Les enjeux du lien amoureux ouvrent par ailleurs également la saison de La Bordée avec Les glaces, en arrêt dans Saint-Roch après le passage à La Licorne cet automne. Le texte de Rébecca Déraspe, mis en scène par Maryse Lapierre, retrace le retour sur son passé d’un homme qui, accusé d’agression sexuelle, rentre dans son Bas-du-Fleuve natal pour revisiter des événements survenus vingt-cinq ans plus tôt. Les rapports de la sphère intime se trouveront scrutés, ici, sous l’angle très actuel du consentement.

Par-delà les rapports vécus derrière les portes closes, le lien renvoie aussi bien toutefois à ce que nous parvenons à créer socialement. Ainsi le 34B, mis en scène par Marie-Josée Bastien, qui viendra clore en avril la saison de la même Bordée. Le texte d’Isabelle Hubert déploie une fresque sur six générations autour de la solidarité ouvrière dans une manufacture de lingerie de la basse-ville, autour de femmes peu scolarisées qui se rassemblent pour créer des liens, pour prendre en main leur destin.

C’est le même souci pour ce que nous arrivons à bâtir collectivement qui ouvre par ailleurs la saison au Périscope. Sur une anecdote de rencontre fortuite avec une étrangère, Je veux participer au chaos interrogera le rapport distant que nous entretenons, à l’ère du village global, les uns aux autres.

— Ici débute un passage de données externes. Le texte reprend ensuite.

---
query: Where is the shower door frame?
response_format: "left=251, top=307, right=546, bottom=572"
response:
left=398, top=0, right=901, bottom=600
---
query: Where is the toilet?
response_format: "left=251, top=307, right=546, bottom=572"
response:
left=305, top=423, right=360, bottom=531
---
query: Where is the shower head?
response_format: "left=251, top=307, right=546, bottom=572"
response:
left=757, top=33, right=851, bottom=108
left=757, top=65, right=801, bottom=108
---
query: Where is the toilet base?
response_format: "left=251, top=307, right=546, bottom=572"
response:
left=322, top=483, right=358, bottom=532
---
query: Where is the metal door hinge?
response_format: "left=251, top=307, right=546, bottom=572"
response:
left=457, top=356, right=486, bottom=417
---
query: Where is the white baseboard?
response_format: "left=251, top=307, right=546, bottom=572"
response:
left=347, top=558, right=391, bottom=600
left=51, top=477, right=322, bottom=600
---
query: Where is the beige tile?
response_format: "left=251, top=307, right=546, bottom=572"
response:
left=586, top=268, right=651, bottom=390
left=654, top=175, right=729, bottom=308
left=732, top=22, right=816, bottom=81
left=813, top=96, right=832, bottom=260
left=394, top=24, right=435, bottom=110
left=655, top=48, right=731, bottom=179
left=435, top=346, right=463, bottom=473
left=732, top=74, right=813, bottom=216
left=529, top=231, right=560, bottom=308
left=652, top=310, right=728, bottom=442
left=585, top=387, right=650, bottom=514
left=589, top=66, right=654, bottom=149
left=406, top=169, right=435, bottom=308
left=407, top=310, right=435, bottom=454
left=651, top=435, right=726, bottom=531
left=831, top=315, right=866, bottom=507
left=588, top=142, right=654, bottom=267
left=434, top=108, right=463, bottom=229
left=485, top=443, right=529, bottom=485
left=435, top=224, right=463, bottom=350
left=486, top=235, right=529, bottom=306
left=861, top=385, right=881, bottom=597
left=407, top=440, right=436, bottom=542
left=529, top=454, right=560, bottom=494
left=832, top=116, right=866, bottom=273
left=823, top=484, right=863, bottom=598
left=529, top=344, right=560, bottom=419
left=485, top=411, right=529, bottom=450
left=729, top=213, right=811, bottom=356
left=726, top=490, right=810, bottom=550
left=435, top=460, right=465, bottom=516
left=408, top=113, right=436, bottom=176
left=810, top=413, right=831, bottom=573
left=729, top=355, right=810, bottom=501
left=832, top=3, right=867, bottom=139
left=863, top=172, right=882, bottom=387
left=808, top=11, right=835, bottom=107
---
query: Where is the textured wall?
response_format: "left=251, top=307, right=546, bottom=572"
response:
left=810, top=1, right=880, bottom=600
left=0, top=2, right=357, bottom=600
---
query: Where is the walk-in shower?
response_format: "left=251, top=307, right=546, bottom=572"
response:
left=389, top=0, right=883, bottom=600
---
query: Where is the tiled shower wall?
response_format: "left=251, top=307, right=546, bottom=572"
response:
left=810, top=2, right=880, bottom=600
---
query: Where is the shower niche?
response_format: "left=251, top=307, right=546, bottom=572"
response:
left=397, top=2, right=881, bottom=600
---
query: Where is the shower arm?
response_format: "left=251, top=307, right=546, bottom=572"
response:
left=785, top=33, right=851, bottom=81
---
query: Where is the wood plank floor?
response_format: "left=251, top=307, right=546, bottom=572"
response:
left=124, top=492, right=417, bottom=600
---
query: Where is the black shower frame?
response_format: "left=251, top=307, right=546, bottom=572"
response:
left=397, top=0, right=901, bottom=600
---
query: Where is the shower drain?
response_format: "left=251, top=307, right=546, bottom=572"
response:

Jouant une « recherche punk sur notre conscience de l’autre », le projet d’Eliot Laprise creusera le lien qui peut unir des étrangers, lorsque tombent les barrières du quotidien et qu’apparaissent des humains.

Et la famille, bien sûr

Si flotte dans l’air la question du type de relations que nous arrivons à bâtir, celle-ci trouve naturellement des échos du côté de la famille, lieu des premiers attachements — à commencer par la transposition pour les planches de Gaz Bar Blues que proposera La Bordée en février, après son passage chez Duceppe. Adapté au théâtre par David Laurin dans une mise en scène d’Édith Patenaude, le film de Louis Bélanger faisait le récit d’un homme et de ses fils dans un milieu modeste, l’un des plus touchants qu’ait produits le cinéma québécois.

La famille sera encore au centre des préoccupations avec D.écimées, en mars au Périscope. Le texte de Marie-Eve Chabot Lortie, également à la mise en scène, proposera une approche documentaire autour de l’application du projet de loi 113, lequel modifiait dans les dernières années les règles québécoises en matière de confidentialité dans les dossiers d’adoption. La pièce suit les interrogations d’une femme qui, apprenant que sa mère a été adoptée, lancera une exploration tardive sur celle qui l’a mise au monde.

Albane, qui ouvre de son côté la saison chez Premier Acte, prend également le cadre de la famille pour terrain de jeu. Sur une note plus tragique, la pièce filera le récit de trois enfants dont seul le premier n’a pas été adopté ; la tranquille rivière familiale est appelée à sortir de son lit lorsque le premier des garçons tue le dernier. Sur un texte et une mise en scène d’Odile Gagné-Roy, le spectacle proposera une exploration de la brutalité et de la violence passée de génération en génération.

Nouvelle quête située dans la sphère familiale, Quinze façons de te retrouver, pour sa part, prendra finalement la question du lien sous l’angle sororal. Dans une seconde mise en scène de Maryse Lapierre sur la marquise hivernale, la pièce suivra les plans d’une femme pour retrouver son unique soeur. Le texte d’Anne-Marie Olivier, à la façon d’une boucle refermée, viendra clore la dernière saison pilotée par celle-ci à la direction artistique du Trident.